Depuis quelques mois, la vie socio-politique en Côte d'Ivoire est entrée dans une phase mouvementée. Des acteurs de la société civile et les partis politiques ont pris position dans le débat politique. Les religieux se font entendre de plus en plus. En tant qu'autorité religieuse musulmane, quel regard jetez-vous sur la situation politique actuelle ?
Nous sommes, comme les nationaux et tous les observateurs internationaux, inquiets de ce qui se passe. Nous sommes inquiets à plus d'un titre. De moins en moins les Ivoiriens se parlent. De moins en moins les Ivoiriens se font confiance et de plus en plus, ils se méfient les uns des autres. C'est le début de choses pas heureuses pour une nation. Il y a cette inquiétude. De l'autre côté, on ne sent pas jusqu'à présent une volonté de résoudre d'une manière apaisée, ce problème. Ça aussi, c'est une source d'inquiétude. Tout cela a des conséquences sur la vie socio-économique de la nation qui, de plus en plus, traverse une situation très grave. On lit dans les journaux que les caisses de l'Etat sont vides. On sait que l'école ivoirienne a des problèmes. On sait aussi que les syndicats sont mécontents. Tout cela n'augure rien de bon. C'est d'ailleurs pour cela que nous avons fait notre adresse concernant la situation politique il y a quelque temps. Je pense que cela doit être compris à sa juste valeur par tous les acteurs politiques. Ce n'est qu'un premier pas.
Quelle action concrète avez-vous mené pour apporter votre contribution dans la recherche d'une solution consensuelle allant dans le sens de l'apaisement politique?

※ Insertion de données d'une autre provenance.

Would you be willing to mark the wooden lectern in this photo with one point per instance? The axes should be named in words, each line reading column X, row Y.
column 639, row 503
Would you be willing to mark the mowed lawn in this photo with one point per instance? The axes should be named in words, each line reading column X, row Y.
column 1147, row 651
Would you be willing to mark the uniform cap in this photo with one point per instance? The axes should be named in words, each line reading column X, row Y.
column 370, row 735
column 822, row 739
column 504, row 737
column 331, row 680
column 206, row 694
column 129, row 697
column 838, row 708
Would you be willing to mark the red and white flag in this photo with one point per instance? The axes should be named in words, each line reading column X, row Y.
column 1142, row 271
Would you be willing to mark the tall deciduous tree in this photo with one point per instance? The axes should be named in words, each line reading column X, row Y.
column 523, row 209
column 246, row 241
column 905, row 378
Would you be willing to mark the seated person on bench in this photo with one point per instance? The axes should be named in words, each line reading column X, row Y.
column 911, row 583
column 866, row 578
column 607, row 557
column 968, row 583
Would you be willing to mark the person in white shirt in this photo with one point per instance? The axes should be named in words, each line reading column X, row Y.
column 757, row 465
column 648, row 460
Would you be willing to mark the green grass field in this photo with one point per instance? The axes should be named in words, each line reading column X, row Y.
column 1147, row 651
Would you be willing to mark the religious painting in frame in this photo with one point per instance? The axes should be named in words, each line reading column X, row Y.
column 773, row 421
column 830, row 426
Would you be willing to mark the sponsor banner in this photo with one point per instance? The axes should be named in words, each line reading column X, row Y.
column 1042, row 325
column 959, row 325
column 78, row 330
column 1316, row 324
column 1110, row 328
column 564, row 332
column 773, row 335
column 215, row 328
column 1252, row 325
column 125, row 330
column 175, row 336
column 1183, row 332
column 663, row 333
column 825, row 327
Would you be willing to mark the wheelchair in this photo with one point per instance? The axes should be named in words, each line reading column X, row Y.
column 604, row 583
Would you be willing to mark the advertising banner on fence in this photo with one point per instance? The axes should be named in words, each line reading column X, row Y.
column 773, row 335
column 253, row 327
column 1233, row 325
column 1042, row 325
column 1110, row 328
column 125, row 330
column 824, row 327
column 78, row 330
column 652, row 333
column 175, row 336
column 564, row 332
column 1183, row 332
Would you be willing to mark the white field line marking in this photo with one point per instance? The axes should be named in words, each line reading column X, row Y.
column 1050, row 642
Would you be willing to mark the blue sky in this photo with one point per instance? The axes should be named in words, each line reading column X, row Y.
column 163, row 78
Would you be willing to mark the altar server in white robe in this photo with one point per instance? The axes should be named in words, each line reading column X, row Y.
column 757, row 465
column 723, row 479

Depuis 1994 nous avons essayé, au cours de toutes nos rencontres, d'expliquer ce problème aux autorités politiques, administratives, au président de la République, au Premier ministre et à tous ceux que nous avons eu l'occasion de rencontrer en privé ou en aparté. Nous leur disons ce que nous pensons. Nous continuons à mener des actions auprès du président de la République. Nous pensons également rencontrer le Premier ministre, le ministre de l'Intérieur et tous les autres acteurs politiques pour donner davantage notre point de vue sur la situation actuelle. Tout cela va s'enchaîner dans les jours à venir.
Aboubacar Fofana: «La loi est faite pour perenniser l'existence du pays ou de l'organisation. Mais si elle doit mettre en cause l'existence même de l'organisation, cette loi doit être revue».
Avez-vous déjà arrêté un calendrier?
Pour le moment, certains d'entre nous sont absents. Cette démarche nécessite une certaine concertation. Les réflexions continuent. Ça ne saurait tarder.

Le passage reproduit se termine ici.